Cloud Native 18 min read

Introduction, Architecture, Deployment and Usage of Grafana Loki Log Aggregation System

This article introduces Grafana Loki, an open‑source, horizontally scalable, highly available log aggregation system optimized for Kubernetes and Prometheus, covering its core concepts, architecture, component roles, deployment steps, configuration examples, and practical usage within Grafana.

Architecture Digest

May 20, 2022

Introduction, Architecture, Deployment and Usage of Grafana Loki Log Aggregation System

Preface

When designing a container‑cloud logging solution, the heavyweight nature of ELK/EFK and the limited need for complex Elasticsearch queries led to the selection of Grafana's open‑source Loki system.

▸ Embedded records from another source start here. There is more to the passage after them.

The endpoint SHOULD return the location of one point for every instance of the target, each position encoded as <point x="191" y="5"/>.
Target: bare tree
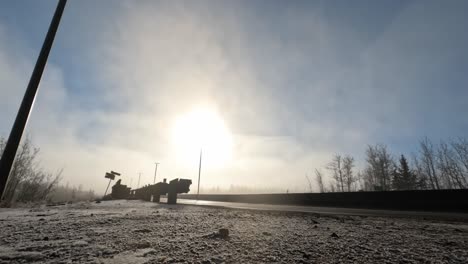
<point x="349" y="178"/>
<point x="319" y="179"/>
<point x="428" y="163"/>
<point x="336" y="167"/>
<point x="379" y="167"/>
<point x="460" y="148"/>
<point x="310" y="183"/>
<point x="27" y="181"/>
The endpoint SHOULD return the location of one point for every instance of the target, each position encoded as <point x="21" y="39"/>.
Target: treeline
<point x="433" y="167"/>
<point x="29" y="182"/>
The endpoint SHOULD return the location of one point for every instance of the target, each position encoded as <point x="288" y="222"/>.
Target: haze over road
<point x="330" y="210"/>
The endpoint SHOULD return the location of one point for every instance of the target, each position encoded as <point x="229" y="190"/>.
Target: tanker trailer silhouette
<point x="153" y="192"/>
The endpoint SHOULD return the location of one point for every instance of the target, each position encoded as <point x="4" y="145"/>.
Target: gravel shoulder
<point x="142" y="232"/>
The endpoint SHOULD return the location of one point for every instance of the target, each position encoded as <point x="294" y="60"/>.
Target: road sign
<point x="109" y="176"/>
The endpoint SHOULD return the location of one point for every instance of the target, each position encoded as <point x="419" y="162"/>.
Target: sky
<point x="290" y="83"/>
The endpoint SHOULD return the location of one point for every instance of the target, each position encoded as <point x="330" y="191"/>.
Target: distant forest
<point x="29" y="182"/>
<point x="433" y="167"/>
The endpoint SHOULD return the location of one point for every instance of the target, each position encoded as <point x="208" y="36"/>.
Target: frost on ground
<point x="142" y="232"/>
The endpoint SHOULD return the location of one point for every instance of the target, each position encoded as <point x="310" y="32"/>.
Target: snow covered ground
<point x="142" y="232"/>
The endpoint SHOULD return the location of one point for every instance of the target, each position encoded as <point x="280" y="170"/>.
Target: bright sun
<point x="202" y="129"/>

The article also notes that familiarity with the mature EFK solution remains valuable.

Overview

Loki is a horizontally scalable, highly available, multi‑tenant log aggregation system from Grafana Labs.

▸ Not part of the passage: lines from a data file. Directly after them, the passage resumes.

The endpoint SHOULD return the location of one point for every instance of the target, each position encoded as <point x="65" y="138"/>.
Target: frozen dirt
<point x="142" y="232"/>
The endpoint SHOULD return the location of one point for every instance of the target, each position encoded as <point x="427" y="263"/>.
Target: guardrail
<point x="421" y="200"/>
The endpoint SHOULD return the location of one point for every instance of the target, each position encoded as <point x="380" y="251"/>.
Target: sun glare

It is cost‑effective and easy to operate because it indexes only log stream metadata (labels) rather than full log content, making it especially suited for Prometheus and Kubernetes users.

Inspired by Prometheus, Loki’s tagline is "Like Prometheus, but for logs."

Project address: https://github.com/grafana/loki/ Key features compared with other log systems include:

No full‑text indexing; stores compressed unstructured logs and indexes only metadata, reducing cost.

Uses the same label‑based indexing as Prometheus, enabling efficient grouping and alertmanager integration.

Optimized for Kubernetes pod logs; pod labels are automatically indexed.

Native Grafana support, avoiding the need to switch between Kibana and Grafana.

Architecture

Diagram omitted (refer to original images).

Component Description

Key components:

Promtail – the collector, analogous to Filebeat.

Loki – the server side, analogous to Elasticsearch.

Loki processes run in four roles:

Querier – query engine.

Ingesters – log storage.

Query‑frontend – front‑end query handler.

Distributor – write dispatcher.

The role can be set via the -target flag on the Loki binary.

Read Path

Querier receives HTTP/1 requests.

Querier forwards the query to all ingesters to retrieve in‑memory data.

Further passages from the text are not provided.